In 2013, the FYA made a submission to the Australian House of Representatives Inquiry on the Australian Education Bill 2012 with 5 recommendations:

To ensure young Australians are prepared and equipped for their futures there is an urgent need for a comprehensive and intergenerational investment in Australia's young people that would encompass:
1. A nation building non-partisan focused education strategy to redesign and reform the learning system and curriculum from preschool through higher education (and beyond) to ensure their competitiveness in the 21st Century.
2. A new commitment to the teaching and learning of enterprise skills, capabilities and attributes. This must include investing in outcomes measurement, assessment and evaluation to ensure accountability measures at all levels within the system drive and support evidence-based practice.
3. Enterprise education and enhancing student capabilities will necessitate having a good understanding of personalised and product-oriented learning processes. Education systems and school leaders must support and enable new student-teacher relationships where learning is no longer teacher-dependent but teacher-enabled.
4. The culture, structures and processes of schools, and resourcing opportunities and constraints available must ensure relevant entrepreneurial learning opportunities are available to all students.
5. Students will increasingly become consumers of learning and will increasingly demand agency over their learning in order to understand, articulate and own their own learning experiences.
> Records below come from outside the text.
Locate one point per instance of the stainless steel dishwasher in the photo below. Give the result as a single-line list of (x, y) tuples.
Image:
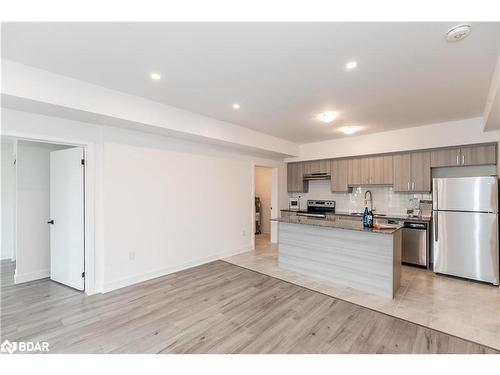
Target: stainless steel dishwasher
[(415, 243)]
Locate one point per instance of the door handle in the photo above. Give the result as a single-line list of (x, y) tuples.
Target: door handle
[(435, 227)]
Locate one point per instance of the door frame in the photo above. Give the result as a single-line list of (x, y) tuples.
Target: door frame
[(274, 201), (89, 188)]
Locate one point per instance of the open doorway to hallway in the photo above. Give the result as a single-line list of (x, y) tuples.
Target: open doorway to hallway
[(43, 212), (265, 204)]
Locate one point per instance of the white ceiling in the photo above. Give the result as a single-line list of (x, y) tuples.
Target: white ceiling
[(282, 74)]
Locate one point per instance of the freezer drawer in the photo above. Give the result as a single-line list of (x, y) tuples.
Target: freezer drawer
[(414, 246), (466, 245)]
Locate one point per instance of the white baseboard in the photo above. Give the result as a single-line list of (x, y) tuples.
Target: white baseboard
[(121, 283), (30, 276)]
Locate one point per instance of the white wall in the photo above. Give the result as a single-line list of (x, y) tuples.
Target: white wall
[(263, 189), (173, 203), (33, 210), (72, 97), (8, 197), (444, 134)]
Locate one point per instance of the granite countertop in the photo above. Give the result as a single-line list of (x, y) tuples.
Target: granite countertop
[(349, 225), (377, 216)]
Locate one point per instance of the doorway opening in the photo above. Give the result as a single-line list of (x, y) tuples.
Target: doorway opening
[(45, 215), (265, 187)]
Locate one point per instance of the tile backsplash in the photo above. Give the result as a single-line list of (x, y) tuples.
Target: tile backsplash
[(385, 200)]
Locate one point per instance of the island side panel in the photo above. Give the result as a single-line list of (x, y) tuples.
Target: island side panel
[(358, 259), (397, 256)]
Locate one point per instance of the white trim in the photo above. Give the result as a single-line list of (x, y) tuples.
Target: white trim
[(127, 281), (30, 276), (90, 198)]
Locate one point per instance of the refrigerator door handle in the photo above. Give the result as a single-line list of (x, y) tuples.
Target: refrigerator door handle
[(435, 227)]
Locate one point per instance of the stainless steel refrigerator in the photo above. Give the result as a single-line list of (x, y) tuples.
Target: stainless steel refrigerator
[(465, 227)]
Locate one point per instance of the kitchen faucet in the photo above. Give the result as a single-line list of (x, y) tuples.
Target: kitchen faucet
[(371, 199)]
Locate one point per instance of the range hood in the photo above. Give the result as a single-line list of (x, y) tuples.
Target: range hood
[(317, 176)]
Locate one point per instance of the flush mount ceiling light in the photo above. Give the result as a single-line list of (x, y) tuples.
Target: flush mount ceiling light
[(349, 129), (458, 32), (327, 116), (351, 65), (155, 76)]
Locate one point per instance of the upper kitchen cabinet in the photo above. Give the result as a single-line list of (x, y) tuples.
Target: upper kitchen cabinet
[(375, 170), (295, 178), (412, 172), (464, 156), (316, 166), (447, 157), (381, 170), (478, 155), (339, 174), (357, 171)]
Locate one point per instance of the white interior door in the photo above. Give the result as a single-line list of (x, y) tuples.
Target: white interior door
[(67, 258)]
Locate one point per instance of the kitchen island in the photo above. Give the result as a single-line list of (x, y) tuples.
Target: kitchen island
[(367, 259)]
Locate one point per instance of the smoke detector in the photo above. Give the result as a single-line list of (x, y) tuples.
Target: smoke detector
[(458, 32)]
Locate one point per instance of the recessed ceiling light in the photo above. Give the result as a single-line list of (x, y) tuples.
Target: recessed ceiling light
[(458, 32), (327, 116), (155, 76), (349, 129), (351, 65)]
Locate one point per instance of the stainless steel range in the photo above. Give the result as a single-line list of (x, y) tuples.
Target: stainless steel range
[(318, 208)]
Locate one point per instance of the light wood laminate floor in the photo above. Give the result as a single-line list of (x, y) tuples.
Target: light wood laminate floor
[(214, 308), (459, 307)]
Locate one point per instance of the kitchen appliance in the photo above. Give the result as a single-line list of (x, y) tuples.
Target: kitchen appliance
[(293, 204), (415, 237), (258, 217), (316, 176), (318, 209), (465, 219)]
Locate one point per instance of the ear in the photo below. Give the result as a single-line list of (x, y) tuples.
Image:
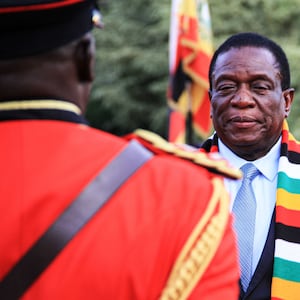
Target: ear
[(85, 58), (288, 95)]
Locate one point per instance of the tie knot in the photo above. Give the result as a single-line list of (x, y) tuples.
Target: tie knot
[(250, 171)]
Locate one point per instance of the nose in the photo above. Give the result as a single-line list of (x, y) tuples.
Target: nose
[(243, 98)]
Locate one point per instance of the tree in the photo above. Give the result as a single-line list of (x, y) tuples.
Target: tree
[(132, 64)]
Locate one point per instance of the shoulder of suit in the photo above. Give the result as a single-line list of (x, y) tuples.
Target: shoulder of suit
[(211, 161)]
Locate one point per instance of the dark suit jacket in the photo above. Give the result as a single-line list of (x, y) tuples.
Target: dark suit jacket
[(260, 284)]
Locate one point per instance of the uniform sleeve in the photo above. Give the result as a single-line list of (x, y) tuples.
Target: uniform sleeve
[(220, 280)]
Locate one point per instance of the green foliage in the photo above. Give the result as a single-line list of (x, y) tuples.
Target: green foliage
[(132, 57)]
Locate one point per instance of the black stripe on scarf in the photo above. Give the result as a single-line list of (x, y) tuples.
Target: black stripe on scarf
[(287, 233)]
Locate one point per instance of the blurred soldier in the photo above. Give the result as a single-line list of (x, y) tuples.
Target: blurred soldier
[(85, 214)]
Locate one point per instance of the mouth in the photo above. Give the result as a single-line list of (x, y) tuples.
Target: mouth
[(242, 121)]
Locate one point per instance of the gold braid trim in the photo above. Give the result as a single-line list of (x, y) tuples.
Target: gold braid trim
[(200, 247), (198, 158), (40, 104)]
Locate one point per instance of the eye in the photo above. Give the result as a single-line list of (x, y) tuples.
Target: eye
[(225, 88)]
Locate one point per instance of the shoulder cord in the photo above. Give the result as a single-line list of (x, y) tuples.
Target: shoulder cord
[(68, 224), (200, 247)]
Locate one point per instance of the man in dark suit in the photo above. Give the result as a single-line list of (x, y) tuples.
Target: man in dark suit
[(251, 98)]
School curricula and learning environments must be reconfigured to match this demand, ensuring their offerings are relevant and high-quality.
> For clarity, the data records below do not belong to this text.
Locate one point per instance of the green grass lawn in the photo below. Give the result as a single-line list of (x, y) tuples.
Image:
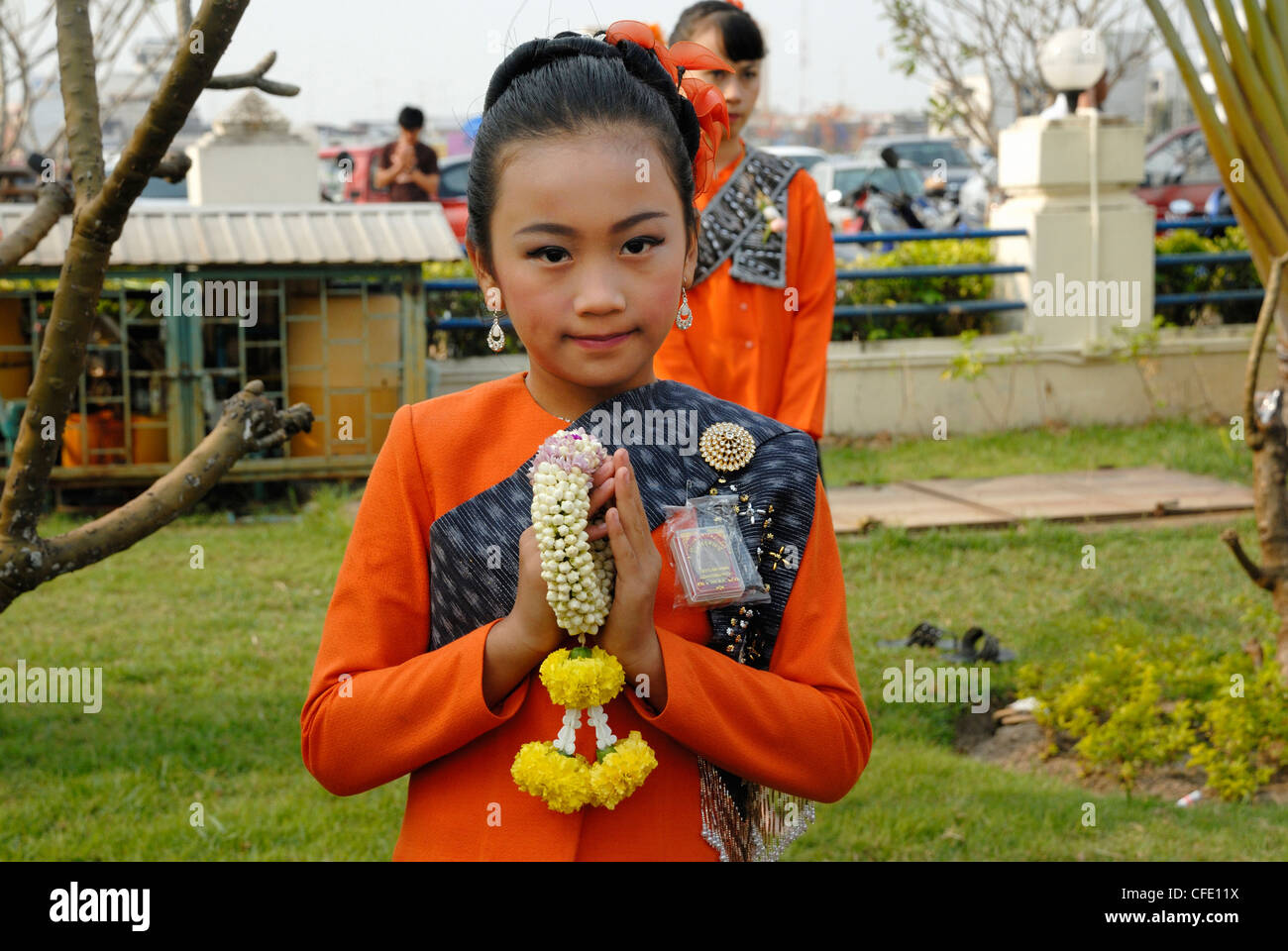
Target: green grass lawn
[(206, 671)]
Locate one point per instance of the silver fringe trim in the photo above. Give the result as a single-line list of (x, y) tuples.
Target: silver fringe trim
[(774, 819)]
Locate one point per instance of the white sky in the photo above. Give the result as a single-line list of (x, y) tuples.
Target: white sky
[(368, 59)]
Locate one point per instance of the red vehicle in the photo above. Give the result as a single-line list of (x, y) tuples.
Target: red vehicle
[(1179, 166), (348, 172)]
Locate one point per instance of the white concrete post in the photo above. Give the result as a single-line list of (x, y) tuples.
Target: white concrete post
[(1087, 273)]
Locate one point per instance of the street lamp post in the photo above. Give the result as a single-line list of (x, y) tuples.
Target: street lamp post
[(1070, 60)]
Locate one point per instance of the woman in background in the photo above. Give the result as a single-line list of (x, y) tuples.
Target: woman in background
[(765, 285)]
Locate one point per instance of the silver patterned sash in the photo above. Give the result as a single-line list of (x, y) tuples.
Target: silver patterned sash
[(733, 223)]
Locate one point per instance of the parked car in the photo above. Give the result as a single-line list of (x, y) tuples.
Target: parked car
[(850, 182), (806, 157), (1179, 167), (348, 172), (932, 155)]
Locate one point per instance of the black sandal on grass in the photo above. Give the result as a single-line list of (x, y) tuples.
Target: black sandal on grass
[(925, 634), (988, 648)]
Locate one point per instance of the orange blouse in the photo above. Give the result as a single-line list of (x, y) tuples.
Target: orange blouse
[(746, 344), (800, 727)]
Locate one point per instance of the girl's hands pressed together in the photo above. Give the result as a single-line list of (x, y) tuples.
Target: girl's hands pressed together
[(629, 632)]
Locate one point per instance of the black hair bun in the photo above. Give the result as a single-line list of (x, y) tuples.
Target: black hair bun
[(642, 63)]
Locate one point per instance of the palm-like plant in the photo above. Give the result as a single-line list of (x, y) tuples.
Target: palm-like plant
[(1249, 67)]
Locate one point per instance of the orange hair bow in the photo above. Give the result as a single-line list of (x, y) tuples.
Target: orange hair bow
[(707, 102)]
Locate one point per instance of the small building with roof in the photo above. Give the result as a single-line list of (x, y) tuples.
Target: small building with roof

The bill passed as The Australian Education Act 2013, received the Royal Assent 27 June 2013 and passed into law 1 January 2014.

A 2014 report by the FYA found that people under the age of 24 were likely to be worse off than their parents, with a 30% unemployment rate and more university debt and spending most income on housing. The FYA also made a submission to the Australian Department of Education 'Review to Achieve Excellence in Australian Schools' led by David Gonski that was released in 2018.

In 2020, under new CEO, Nick Moraitis, FYA released an updated three-year strategy, positioning the organisation as a strategic intermediary backing young people with trust, resources, skills and connections to make change.